E-commerce businesses will also have continuous progress of the client base as they give customers a sense of safety and flexibility.
Increased health consciousness
Aside from the purchasing behaviors, we are also projecting sustained health and hygienic measures moving forward. Past experiences suggest that people continue to follow the habits they pick up during a crisis—in this case, COVID-19— such as washing of hands, using elbows to press buttons, and carrying spare masks in their purses.
Changes like cashless payments, digital entertainment, food deliveries, remote work, and online shopping are forecasted for permanency in today’s society.
Signs of recovery
Compared to the European countries, the US is more optimistic that their economy will rebound just as strong as the pre-crisis days, especially that vaccination efforts are on-going.
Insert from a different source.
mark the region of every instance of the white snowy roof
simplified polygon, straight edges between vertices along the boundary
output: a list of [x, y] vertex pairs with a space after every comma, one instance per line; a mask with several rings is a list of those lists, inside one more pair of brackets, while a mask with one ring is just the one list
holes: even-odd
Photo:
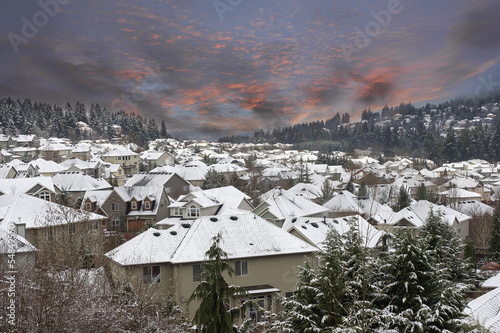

The spending intent of those who are vaccinated are relatively higher than those who are not, which makes them confident to engage in out of home activities lately.
Our exposure to a crisis-laden space brought important changes in consumer behavior post-COVID. However, we are now beginning to see signs of recovery as discretionary and experiential spending are rising again, and is projected to last until the end of the year.
The pandemic transformed as a catalyst for change in all aspects of business, as we see COVID-19’s big impact on consumer behavior. We are yet to see how businesses will rise to the challenge of meeting consumers’ increasing demands for 2021, and how they drive a positive experience for their clients.